Bebe's sentence for speeding and the resulting ballyhoo was a classic incident that seemed to define the Era of Wonderful Nonsense, the carefree twenties with its new anthem, "Ain't We Got Fun?" At the same time, it also, in a sense, marked the end of Hollywood's true age of innocence when a jail sentence did not have more sinister connotations. Ironically, at the very Labor Day party in San Francisco that would inaugurate a nightmarish series of Hollywood scandals, Roscoe "Fatty" Arbuckle was entertaining his guests with anecdotes about his friend Bebe's experiences in jail. (91)

Featured in many of her subsequent films, Bebe's love of speed was characteristic of the flapper seeking greater personal freedom. The emancipated young women portrayed by Bebe would prepare the way for Clara Bow and a new generation of silent film actresses whose driving of fast cars was part of their Jazz Age rebellion against Victorian manners and mores. For all of her sense of fun, Bebe, like Nell Shipman, was a brilliant artist, a disciplined, hard-working actress devoted to her craft. Also like Nell, Bebe's real-life physical courage that included daredevil driving was wedded to her screen persona. But while Nell sought her creative freedom by working independently, Bebe was able to flourish within the studio system, heading her own unit at Paramount with supervision of stories, cast, budget and editing. (92)

As Bebe Daniels roared across the screen into cinema immortality at the beginning of the twenties, women drivers, once a novelty, were rapidly becoming a commonplace in the United States and Canada. A decade of numerous films and the attendant publicity stressing the driving skills of the screen actresses who were the best-known, most beloved women in the world must surely have played a significant role in gaining acceptance for women motorists. There would be a similarly dramatic effect on spectators in other cultures in later decades as they watched women driving in American films. An Egyptian writer recalled that audiences in his country in the early 1950s were captivated by Hollywood films in which women, "so incredibly free in their movements," drove convertibles.

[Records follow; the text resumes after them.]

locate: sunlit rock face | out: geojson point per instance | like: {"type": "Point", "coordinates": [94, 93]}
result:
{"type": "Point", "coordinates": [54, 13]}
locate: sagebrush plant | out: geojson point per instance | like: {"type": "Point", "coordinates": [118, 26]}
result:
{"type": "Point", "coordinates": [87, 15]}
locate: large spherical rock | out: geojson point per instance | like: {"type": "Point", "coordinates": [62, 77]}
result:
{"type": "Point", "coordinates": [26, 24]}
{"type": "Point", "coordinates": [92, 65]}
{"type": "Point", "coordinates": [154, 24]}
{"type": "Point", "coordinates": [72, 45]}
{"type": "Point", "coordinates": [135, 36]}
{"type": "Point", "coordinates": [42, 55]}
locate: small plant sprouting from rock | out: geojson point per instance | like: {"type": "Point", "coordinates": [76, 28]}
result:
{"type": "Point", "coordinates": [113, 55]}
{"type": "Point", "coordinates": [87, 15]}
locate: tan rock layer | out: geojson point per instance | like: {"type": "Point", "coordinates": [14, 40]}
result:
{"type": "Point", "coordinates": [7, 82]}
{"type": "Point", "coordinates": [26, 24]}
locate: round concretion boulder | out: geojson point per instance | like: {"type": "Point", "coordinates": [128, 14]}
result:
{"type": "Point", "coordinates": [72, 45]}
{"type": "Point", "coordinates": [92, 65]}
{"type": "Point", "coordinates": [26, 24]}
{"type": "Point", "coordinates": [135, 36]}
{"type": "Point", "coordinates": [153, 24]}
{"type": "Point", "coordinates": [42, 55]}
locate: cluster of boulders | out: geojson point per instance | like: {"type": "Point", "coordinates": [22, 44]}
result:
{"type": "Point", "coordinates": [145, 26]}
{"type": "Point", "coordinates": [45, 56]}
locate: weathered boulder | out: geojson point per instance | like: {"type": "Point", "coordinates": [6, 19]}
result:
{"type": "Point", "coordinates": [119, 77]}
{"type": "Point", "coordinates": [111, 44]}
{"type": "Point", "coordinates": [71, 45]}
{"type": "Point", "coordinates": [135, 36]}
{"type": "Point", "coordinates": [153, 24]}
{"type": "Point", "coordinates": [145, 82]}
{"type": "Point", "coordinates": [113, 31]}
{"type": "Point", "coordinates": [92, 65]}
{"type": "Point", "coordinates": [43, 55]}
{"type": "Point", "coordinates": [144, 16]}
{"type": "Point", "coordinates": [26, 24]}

In contrast to the cloistered women in Egyptian society, "here was this fabulous American actress who went out alone and drove all by herself, controlling unaided a piece of machinery so mysterious, so complicated, that it seemed to be pre-eminently the preserve of men." (93) Something of that same sense of wonder and excitement must have occurred in American theaters in the teens when women drivers in many communities were still a rarity.

But the motoring experiences of the silent film actresses had deeper implications that went beyond their contribution to the revolution in transportation. Like much of their work before as well as behind the camera, the silent film actresses' bold plunge into an activity that had previously been considered masculine upset the traditional stereotypical division of the world into male and female realms. Through their skill at the wheel, the silent film actresses demonstrated that gender distinctions are much subtler than a simple and fallacious attempt to define particular activities, interests or aptitudes as either masculine or feminine. By rivalling their male counterparts in bravery, endurance and ability in driving cars, the silent film actresses of the teens had projected onto the screens of the world a sexual egalitarianism that was indeed "something new." And for that bold new vision, succeeding generations will continue to be their legatees.